1. A method for vehicle positioning, characterized in that, The method includes: Obtain point cloud information of the target area where the vehicle is located; The ground type of the target area is determined based on the point cloud information; the ground type includes horizontal ground or sloping ground. The location information of the vehicle is determined based on the ground type and the point cloud information of the target area; Determining the vehicle's location information based on the ground type and the point cloud information of the target area includes: Based on the ground type, determine the predicted motion state of the vehicle; The vehicle's position information is determined based on the predicted motion state and the point cloud information; Determining the predicted motion state of the vehicle based on the ground type includes: When the ground type includes the horizontal ground, the yaw rate, lateral acceleration, and longitudinal acceleration of the vehicle are obtained, and the predicted motion state of the vehicle is determined based on the yaw rate, lateral acceleration, and longitudinal acceleration; or, When the ground type includes the sloping ground, the pitch rate, roll rate, yaw rate, lateral acceleration, longitudinal acceleration, and vertical acceleration of the vehicle are obtained, and the predicted motion state of the vehicle is determined based on the pitch rate, roll rate, yaw rate, lateral acceleration, longitudinal acceleration, and vertical acceleration.

2. The method according to claim 1, characterized in that, Determining the ground type of the target area based on the point cloud information includes: Based on the point cloud information, determine the angle between the plane containing the target region and the preset plane; The ground type of the target area is determined based on the included angle.
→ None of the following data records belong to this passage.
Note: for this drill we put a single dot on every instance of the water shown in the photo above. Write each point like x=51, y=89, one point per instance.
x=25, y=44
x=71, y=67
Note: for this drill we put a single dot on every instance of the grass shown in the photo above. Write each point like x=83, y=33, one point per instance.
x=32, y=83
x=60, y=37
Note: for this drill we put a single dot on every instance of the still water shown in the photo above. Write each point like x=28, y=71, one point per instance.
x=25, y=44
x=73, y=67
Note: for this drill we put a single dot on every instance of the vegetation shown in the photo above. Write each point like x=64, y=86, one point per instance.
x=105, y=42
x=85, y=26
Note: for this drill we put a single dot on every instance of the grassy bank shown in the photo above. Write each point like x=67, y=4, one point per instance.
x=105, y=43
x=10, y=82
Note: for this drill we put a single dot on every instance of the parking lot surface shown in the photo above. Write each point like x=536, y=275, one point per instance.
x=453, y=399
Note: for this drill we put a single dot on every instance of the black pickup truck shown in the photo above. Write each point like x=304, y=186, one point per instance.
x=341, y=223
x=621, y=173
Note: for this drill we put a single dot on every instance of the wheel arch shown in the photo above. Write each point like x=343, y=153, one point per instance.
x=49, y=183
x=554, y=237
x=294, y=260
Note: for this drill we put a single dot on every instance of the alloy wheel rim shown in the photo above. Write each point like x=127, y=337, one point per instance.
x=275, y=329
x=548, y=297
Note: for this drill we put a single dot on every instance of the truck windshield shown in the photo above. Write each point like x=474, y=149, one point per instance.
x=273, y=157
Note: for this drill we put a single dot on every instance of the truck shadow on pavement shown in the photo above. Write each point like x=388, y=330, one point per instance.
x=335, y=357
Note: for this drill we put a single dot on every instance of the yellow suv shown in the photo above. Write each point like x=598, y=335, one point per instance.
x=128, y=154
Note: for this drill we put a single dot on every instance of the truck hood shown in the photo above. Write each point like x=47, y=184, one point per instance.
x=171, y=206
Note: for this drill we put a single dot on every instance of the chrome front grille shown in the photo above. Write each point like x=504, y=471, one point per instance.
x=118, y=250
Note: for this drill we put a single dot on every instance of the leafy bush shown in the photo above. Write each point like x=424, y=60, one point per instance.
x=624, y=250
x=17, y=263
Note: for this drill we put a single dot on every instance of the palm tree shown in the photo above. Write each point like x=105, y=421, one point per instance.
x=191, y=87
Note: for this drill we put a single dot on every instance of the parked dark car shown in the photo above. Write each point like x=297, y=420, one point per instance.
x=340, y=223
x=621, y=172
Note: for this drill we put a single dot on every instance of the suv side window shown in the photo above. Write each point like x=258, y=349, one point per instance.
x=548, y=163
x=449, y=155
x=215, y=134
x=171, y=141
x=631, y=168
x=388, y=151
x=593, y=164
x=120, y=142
3. The method according to claim 2, characterized in that, Determining the ground type of the target area based on the included angle includes: If the included angle is less than or equal to a preset angle threshold, the ground type is determined to be a horizontal ground; or, If the included angle is greater than a preset angle threshold, the ground type is determined to be a sloping ground.

4. The method according to claim 1, characterized in that, Determining the vehicle's position information based on the predicted motion state and the point cloud information includes: Update the point cloud information based on the predicted motion state; The location information of the vehicle is determined based on the updated point cloud information.
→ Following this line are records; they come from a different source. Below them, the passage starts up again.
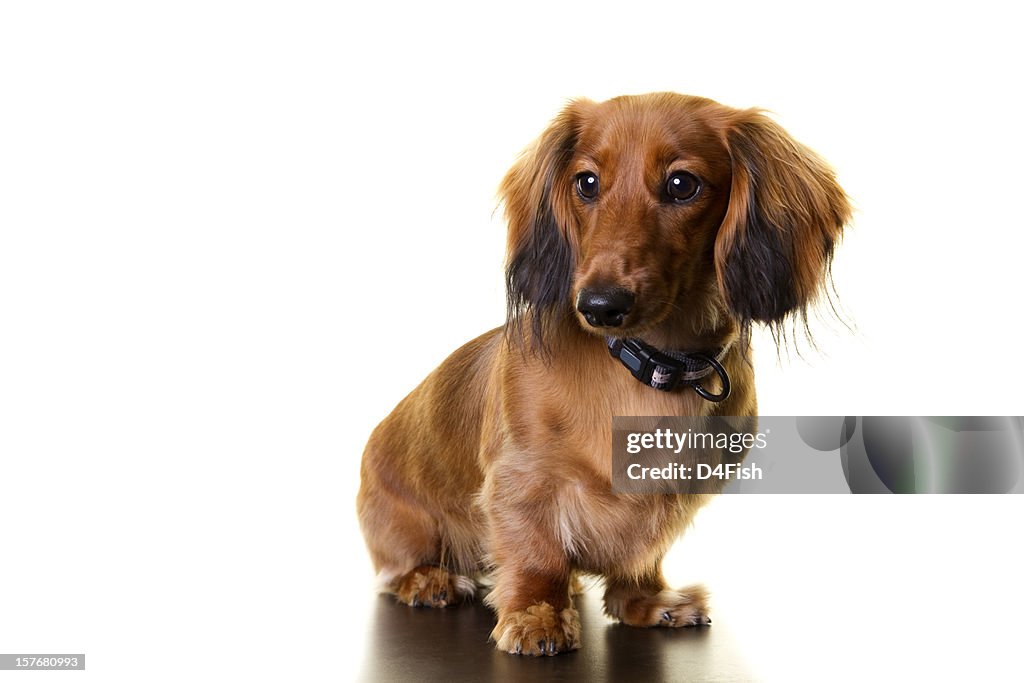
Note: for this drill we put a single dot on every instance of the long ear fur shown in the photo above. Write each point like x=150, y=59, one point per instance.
x=785, y=213
x=541, y=242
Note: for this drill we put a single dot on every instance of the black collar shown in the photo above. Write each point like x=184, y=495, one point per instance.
x=668, y=370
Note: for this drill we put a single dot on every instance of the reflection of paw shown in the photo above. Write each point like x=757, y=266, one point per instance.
x=433, y=587
x=539, y=630
x=670, y=608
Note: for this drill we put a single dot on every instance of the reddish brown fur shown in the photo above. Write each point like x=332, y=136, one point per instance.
x=501, y=459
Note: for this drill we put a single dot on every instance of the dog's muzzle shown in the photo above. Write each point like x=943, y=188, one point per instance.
x=605, y=306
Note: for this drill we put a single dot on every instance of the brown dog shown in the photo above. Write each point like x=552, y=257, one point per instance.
x=668, y=219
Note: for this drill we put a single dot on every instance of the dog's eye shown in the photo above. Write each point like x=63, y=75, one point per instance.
x=682, y=186
x=588, y=186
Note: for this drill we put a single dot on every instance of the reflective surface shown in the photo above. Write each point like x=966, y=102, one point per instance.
x=423, y=644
5. The method according to claim 4, characterized in that, Determining the vehicle's location information based on the updated point cloud information includes: Based on the updated point cloud information, the vehicle's motion trajectory information is determined; The vehicle's position information is determined based on the motion trajectory information and the predicted motion state.
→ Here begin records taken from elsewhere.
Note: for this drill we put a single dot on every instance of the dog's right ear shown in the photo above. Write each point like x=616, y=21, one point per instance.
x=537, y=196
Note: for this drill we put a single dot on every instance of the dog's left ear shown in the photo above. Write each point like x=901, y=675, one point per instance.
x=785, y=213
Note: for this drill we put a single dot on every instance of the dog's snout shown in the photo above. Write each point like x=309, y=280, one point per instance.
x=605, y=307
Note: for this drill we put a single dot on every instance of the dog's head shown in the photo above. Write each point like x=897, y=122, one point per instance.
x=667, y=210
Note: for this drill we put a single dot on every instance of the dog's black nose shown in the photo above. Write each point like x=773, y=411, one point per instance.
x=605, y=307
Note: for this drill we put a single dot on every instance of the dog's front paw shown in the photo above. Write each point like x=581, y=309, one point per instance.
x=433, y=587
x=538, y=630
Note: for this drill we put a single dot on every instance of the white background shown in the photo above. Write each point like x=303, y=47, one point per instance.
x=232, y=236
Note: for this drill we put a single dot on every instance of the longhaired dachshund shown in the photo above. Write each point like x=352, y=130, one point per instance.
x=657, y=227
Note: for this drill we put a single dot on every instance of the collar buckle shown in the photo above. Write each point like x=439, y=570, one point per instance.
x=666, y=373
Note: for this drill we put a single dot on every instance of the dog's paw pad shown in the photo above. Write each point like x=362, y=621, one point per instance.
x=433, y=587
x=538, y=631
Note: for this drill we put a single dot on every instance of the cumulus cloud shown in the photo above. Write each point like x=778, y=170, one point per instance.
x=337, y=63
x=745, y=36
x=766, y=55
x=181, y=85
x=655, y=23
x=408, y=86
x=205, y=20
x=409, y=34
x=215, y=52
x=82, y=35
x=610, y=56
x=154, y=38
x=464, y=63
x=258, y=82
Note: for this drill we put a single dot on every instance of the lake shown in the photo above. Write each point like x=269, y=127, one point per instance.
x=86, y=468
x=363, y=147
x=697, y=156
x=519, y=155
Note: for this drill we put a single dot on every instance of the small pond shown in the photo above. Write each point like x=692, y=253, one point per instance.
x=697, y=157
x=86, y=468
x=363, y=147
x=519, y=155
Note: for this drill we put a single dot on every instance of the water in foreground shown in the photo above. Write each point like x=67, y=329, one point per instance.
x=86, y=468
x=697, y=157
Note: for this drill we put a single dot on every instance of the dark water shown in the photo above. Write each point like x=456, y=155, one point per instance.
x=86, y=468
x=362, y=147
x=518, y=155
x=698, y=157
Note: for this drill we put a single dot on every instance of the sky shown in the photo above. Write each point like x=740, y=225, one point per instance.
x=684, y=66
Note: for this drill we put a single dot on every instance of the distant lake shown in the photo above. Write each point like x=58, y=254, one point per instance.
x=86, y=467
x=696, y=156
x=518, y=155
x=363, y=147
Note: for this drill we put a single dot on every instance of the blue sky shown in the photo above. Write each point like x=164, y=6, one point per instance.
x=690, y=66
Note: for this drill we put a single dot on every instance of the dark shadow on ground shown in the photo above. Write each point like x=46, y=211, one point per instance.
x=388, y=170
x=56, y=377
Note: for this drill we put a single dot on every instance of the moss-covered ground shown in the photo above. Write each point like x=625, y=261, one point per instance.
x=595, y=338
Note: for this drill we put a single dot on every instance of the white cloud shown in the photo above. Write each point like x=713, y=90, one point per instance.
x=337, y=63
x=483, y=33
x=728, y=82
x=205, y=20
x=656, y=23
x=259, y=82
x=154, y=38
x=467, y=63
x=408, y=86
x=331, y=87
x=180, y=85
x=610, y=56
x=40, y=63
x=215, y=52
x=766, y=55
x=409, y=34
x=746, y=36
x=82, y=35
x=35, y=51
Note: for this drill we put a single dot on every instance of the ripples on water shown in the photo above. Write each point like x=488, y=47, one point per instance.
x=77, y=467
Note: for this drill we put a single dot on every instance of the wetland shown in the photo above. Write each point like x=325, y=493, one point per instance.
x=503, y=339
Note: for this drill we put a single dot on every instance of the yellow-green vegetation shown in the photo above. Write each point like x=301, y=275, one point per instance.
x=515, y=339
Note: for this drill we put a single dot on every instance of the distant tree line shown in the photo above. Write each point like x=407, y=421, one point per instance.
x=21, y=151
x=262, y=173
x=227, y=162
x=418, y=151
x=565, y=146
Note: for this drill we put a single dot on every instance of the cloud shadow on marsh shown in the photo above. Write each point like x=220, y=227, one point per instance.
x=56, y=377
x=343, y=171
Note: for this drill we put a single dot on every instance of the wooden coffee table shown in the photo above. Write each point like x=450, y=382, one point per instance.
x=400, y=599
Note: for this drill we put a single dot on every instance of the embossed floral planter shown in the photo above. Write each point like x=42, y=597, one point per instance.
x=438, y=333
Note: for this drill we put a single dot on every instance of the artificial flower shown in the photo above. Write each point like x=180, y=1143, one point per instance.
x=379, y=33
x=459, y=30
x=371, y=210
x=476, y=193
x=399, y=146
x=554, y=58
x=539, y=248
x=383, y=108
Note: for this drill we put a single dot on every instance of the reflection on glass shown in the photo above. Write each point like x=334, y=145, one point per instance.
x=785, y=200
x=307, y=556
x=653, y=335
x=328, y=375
6. The method according to claim 5, characterized in that, Determining the vehicle's position information based on the motion trajectory information and the predicted motion state includes: Based on the motion trajectory information, determine the point cloud map corresponding to the area where the target region is located; The vehicle's location information is determined based on the vehicle's predicted motion state and the point cloud map.

7. A non-transitory computer-readable storage medium having computer program instructions stored thereon, characterized in that, When executed by a processor, the program instructions implement the steps of the method described in any one of claims 1-6.

8. A vehicle positioning device, characterized in that, include: A memory on which computer programs are stored; A processor for executing the computer program in the memory to implement the steps of the method according to any one of claims 1-6.

9. A vehicle, characterized in that, The vehicle includes the vehicle positioning device as described in claim 8.